Tuesday Oct 04, 2022

What We Know About ISL’s New 3+1 Foreign Player Rule

With soccer teams becoming extremely competitive in ISL India, many soccer teams within the Indian Premier Football League have been contracting foreign players. While the practice of importing and contracting foreign players isn’t new, it can be taken to a whole new level of overkill when almost the whole team changes from Indian to a completely different team. To make sure that teams wouldn’t abuse the practice, the Indian Super League (ISL) introduced the new 3+1 Foreign Player Rule last July 6, 2020, to make sure that the team would be balanced and to give chances to local players. They consulted with the All India Football Federation’s Technical Committee (AIFF) who also recommended they restore the said rule.

What does this rule do?

Although Indian Soccer clubs are able to hold no more than 6 foreign players in a team, the new foreign player rule applies more to the field.
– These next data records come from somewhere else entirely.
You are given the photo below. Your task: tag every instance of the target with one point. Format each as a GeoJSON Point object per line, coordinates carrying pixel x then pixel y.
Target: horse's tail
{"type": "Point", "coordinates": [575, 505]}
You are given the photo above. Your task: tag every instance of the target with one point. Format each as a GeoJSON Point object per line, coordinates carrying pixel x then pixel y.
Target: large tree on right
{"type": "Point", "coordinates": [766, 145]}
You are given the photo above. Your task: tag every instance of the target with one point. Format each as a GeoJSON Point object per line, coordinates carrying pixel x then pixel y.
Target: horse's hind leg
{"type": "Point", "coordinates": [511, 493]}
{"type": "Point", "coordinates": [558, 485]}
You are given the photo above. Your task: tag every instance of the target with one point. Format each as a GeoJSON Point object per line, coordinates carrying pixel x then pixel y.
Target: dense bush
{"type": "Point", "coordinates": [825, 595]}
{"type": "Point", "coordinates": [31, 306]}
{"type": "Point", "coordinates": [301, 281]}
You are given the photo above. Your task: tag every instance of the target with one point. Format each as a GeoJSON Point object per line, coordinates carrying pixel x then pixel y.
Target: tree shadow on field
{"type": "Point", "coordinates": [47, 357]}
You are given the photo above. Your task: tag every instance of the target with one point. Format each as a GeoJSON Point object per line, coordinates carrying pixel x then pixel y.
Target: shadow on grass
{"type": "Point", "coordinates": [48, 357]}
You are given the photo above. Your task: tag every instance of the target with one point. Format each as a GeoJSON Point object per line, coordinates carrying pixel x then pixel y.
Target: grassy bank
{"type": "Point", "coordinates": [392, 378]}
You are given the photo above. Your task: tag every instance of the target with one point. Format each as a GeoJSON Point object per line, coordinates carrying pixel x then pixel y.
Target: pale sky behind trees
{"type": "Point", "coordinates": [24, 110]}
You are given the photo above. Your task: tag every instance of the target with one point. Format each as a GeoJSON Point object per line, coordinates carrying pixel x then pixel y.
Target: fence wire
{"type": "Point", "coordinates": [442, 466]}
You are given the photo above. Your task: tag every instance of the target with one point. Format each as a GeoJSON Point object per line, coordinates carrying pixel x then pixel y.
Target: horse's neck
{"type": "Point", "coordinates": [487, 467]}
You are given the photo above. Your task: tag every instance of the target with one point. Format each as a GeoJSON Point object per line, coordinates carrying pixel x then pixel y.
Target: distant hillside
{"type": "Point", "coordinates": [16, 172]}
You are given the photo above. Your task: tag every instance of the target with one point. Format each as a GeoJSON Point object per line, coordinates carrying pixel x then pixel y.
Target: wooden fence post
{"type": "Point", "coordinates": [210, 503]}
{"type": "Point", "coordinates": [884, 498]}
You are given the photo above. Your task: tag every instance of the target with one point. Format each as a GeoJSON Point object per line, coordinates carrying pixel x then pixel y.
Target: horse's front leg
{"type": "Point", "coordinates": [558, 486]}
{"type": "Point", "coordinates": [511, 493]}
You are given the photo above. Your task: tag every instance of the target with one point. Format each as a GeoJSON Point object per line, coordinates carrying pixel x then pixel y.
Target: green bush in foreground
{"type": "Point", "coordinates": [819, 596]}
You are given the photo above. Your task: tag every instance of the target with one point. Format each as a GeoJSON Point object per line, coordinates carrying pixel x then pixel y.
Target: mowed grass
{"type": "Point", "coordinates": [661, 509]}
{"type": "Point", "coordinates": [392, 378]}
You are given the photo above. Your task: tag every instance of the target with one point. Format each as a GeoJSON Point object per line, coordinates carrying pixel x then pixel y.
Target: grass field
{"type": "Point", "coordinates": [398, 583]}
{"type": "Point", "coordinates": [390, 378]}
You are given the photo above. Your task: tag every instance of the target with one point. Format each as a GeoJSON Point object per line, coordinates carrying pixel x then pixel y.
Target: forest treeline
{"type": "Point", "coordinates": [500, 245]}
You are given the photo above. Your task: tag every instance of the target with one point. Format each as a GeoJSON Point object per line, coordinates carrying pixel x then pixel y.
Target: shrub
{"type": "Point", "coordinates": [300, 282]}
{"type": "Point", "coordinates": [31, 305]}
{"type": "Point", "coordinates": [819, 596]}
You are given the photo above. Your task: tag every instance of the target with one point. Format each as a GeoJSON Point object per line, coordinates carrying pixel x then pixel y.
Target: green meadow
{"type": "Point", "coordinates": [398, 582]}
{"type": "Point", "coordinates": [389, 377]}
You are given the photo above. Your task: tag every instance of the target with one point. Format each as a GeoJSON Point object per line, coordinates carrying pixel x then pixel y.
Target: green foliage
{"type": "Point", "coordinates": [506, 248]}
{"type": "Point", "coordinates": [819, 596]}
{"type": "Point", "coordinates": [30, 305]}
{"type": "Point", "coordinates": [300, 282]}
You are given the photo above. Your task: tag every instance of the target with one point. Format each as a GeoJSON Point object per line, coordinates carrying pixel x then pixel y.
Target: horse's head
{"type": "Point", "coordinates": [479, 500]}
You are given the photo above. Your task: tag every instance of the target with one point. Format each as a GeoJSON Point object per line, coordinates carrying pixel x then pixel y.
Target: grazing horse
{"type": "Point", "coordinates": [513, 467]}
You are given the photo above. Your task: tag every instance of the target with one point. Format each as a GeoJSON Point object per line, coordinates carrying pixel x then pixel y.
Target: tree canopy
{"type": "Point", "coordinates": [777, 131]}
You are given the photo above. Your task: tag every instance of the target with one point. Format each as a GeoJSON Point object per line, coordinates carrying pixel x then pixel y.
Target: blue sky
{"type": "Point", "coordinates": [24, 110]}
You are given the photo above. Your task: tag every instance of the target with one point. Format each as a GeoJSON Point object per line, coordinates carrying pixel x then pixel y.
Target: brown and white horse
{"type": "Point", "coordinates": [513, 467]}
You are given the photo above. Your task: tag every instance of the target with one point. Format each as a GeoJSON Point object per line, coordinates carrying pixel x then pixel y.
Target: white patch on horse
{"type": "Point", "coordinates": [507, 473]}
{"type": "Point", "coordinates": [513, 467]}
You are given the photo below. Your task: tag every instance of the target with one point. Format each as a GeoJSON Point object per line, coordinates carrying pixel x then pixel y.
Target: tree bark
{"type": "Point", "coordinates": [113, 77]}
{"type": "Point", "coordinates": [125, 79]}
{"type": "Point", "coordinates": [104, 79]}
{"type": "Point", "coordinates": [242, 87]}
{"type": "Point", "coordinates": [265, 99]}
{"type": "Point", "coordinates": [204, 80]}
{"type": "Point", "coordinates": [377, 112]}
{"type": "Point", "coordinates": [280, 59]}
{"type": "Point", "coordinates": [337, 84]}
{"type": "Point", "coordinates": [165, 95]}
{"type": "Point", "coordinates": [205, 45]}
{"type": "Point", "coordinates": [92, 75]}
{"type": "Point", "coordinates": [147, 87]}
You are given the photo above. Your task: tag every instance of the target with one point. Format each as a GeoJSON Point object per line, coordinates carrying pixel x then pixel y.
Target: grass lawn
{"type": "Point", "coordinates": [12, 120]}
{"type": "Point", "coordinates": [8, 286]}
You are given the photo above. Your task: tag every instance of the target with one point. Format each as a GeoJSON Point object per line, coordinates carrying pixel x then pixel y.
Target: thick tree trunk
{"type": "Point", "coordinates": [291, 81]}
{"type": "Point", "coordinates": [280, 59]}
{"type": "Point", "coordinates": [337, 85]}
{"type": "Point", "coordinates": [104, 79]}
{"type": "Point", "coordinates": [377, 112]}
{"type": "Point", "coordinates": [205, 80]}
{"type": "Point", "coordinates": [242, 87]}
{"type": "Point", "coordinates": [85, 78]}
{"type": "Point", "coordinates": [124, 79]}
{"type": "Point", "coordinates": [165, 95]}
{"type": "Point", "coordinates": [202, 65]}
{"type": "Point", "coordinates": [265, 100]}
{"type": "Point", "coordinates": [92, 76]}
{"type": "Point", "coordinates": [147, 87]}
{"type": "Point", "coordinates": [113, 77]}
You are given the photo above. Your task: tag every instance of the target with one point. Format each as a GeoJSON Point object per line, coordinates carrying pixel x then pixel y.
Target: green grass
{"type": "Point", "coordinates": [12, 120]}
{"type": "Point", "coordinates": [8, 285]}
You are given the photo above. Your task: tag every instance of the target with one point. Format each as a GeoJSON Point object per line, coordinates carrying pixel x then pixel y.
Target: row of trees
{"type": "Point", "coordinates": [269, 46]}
When fielding in players, the 3+1 rule applies to “3 non-Asian players” and one “foreigner” who has a passport that’s been recognized by the Asian Football Confederation. Because of the high influx of soccer players from Spain, Brazil, and Australia, the rule’s been reinforced to make sure Indians still had a position in their teams. Besides this rule, the Football Sports Development Ltd. (FSDL) also declared that Indian soccer teams will need at least 4 development local players signed to the starting grid.

Where did the foreign player rule come from?

ISL India adopted the rule from the Asian Football Confederation which was applied to other countries like Japan. Before the committee adopted this rule, however, soccer clubs had around 7 foreigners in their roster and were allowed to field at least 5 in the starting roster. The rule for these foreign players was further recommended and pushed when they saw the scoring of the top players in the league. Unfortunately, during that time, all the top 6 scorers during the season were foreigners with one being Indian Super League Club Hyderabad FC’s striker, Bartholomew Ogeche from Nigeria, and the second one being the ISL Club Mumbai City’s striker — Igor Angulo from Spain. It was then clear to the organizations that Indian players needed more chances to be in the spotlight.

The practice of bringing in Foreign Players

Bringing in foreign players to bolster a team’s chances of success has always been a norm in team sports. It usually occurs when some countries make themselves more well-known for a certain sport. For soccer or football, Spain and Brazil have made themselves so competitive and skilled that they would be brought in to represent other countries. The British side of soccer, also known as Football, had people coming in from Wales and Scotland to play for their teams.

However, that has been quite problematic in the Indian Super League. The majority of the foreign players come from Spain with around 16 of them playing in 7 different soccer clubs. The second country to be imported from is Brazil, having a total of 10 people. Besides Spain and Brazil, Australia also appears to have some players joining the Indian soccer teams with at least 7 out of the 11 ISL India teams having an Australian represent them in the game.

How would this impact the ISL?

The best way to compare the impact of the rule would be through two Asian countries: India being one and Japan being another. Years ago, Japan had the same rule which was considered controversial by many. Some even considered that by limiting the number of foreign players to join, the Japanese soccer league lost some of its footings. However, their recent removal of the said rule in 2019 has caused the Japanese soccer league to come back. 

While it does have its advantages in promoting the game that’s highly popular in the West, it does have its disadvantages for many local players. Some of these local players may have been overlooked in favor of existing social contexts such as Spain and Brazil being the home ground for soccer players thus, the preference for players from that country. Another is that some foreign players may have been endorsed by the higher-ups which led to their signing being expedited. With the new rule, ISL hopes that it gives them more room to revolutionize, help, and assist aspiring Indian soccer players to one day achieve their dreams of making it to the big scene.

“The four foreigners regulation will go a long way in redefining Indian football in the years to come. It’s a positive and welcome step that will benefit our Indian players immensely. The change will certainly open up key positions for Indian players in the lineup,” they said in an interview. 

Another football administrator mentioned how the ISL always wanted to adapt more “progressive practices” in hopes of improving the league. 

“ISL has always exhibited a progressive and adaptive nature to their operations. Since 2014, the organization has improvised on many fronts with each year and today is yet another such example of our forward-looking statement on Indian football,” added a football administrator.

However, this doesn’t mean that the foreign players will be left in the dark. Currently, the football administrations and organizations are coming up with policies that would streamline registration for foreign players.

Creating a more local-friendly competition scene

While victory is something to shoot for, it shouldn’t be at the expense of the local players. Local players have spent their lives just like foreign players dreaming of their chances to play in the big scene. Sadly, it’s only when their talent is recognized by another country that they suddenly gain worth on their own. But the new foreign player rule intends to balance out the benefits by granting a more streamlined process and chances to Indian players so that they will fulfill their dreams of joining the Super League.